Der mutmaßliche Giftgas-Angriff des Assad-Regimes in Syrien lässt die Vereinigten Staaten zu militärischen Mitteln im nach wie vor andauernden Syrienkonflikt greifen. Der russische Staatspräsident Wladimir Putin hält auch prompt das Vorgehen der Trump-Administration für völkerrechtswidrig. Das Völkerrecht stößt bei der geeigneten Antwort auf diese barbarischen Taten an seine Grenzen. Wo das (Völker-)Recht keine befriedigenden Antworten mehr geben kann, darf jedoch nicht weggeschaut werden.

Im Gegensatz zu seinem amerikanischen Amtskollegen gilt Wladimir Putin weithin nicht als eine Person, deren Zunge schneller spricht, als seine Gedanken reifen können. Vor diesem Hintergrund überrascht es nicht, wenn er verkünden lässt, dass die amerikanische Bombardierung eines syrischen Militärflughafens als Reaktion auf den verübten Giftgas-Anschlag an der syrischen Zivilgesellschaft gegen geltendes Völkerrecht verstößt. Weiß er doch das Völkerrecht in vermeintlich klarer Aussagekraft auf seiner Seite.

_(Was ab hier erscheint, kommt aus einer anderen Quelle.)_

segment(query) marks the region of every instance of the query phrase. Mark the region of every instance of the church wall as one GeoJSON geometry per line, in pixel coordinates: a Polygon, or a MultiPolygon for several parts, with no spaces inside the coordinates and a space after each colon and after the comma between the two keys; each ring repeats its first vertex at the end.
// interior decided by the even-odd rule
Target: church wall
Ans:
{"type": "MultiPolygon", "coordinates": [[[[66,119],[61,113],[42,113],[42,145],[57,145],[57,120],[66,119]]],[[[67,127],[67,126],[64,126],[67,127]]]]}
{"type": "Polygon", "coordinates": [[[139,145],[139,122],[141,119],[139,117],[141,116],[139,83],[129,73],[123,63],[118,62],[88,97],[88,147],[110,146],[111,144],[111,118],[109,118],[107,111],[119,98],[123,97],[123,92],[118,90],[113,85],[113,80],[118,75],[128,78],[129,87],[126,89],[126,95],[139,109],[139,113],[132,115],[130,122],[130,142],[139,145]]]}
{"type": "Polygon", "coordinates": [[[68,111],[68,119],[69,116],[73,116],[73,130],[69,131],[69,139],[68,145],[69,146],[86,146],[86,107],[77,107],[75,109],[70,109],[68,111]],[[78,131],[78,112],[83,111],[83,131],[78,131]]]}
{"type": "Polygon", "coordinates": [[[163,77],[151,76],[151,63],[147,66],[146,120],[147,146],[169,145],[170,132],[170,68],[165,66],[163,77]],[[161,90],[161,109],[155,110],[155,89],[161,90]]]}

Nun mag man an dieser Stelle – entgegen allen nicht vorhanden Sympathien für den amtierenden US-Präsidenten – bei dieser Sache dennoch fest an seiner Seite stehen. Nicht zuletzt deshalb, da der Raketenangriff doch vor allem als Gegenaggression auf das skrupellose und menschenverachtende Vorgehen der Assad-Schergen galt und diesem Wahnsinn ein Ende machen sollte. Vom Saulus zum Paulus nach 59 Raketeneinschlägen mag man fast schon ausrufen. Und auch sonst kann man als interessierter Beobachter den Worten Putins zumindest mit einem kleinen „Hat ER das wirklich gesagt?“ versehen. Ist es denn nicht (auch) Moskaus starke und schützende Hand, die Bashar al-Assad überhaupt noch im Regierungspalast in Damaskus hält und die seit nunmehr 6 Jahren das Morden und Zerstören, die Vertreibung und die Flucht aus Syrien, so scheint es zumindest, dafür billigend in Kauf nimmt? Und war es nicht auch der russische Staatspräsident, der im Jahr 2014 mit einer – sagen wir es diplomatisch – völkerrechtswidrigen Annexion der Krim gezeigt hat, dass er nicht gerade zimperlich darin ist, das Völkerrecht zu russischen Interessen umzudeuten bzw. bis zur Unkenntlichkeit zu überdehnen? „Russland zuerst!“. Man kennt das heutzutage nur zu gut. Und dennoch gilt auch hier die allseits bekannte Wendung: Keine Gleichheit im Unrecht! Ein Völkerrechtsbruch auf russischer oder syrischer Seite rechtfertigt natürlich noch lange keinen solchen auf Seite der Amerikaner.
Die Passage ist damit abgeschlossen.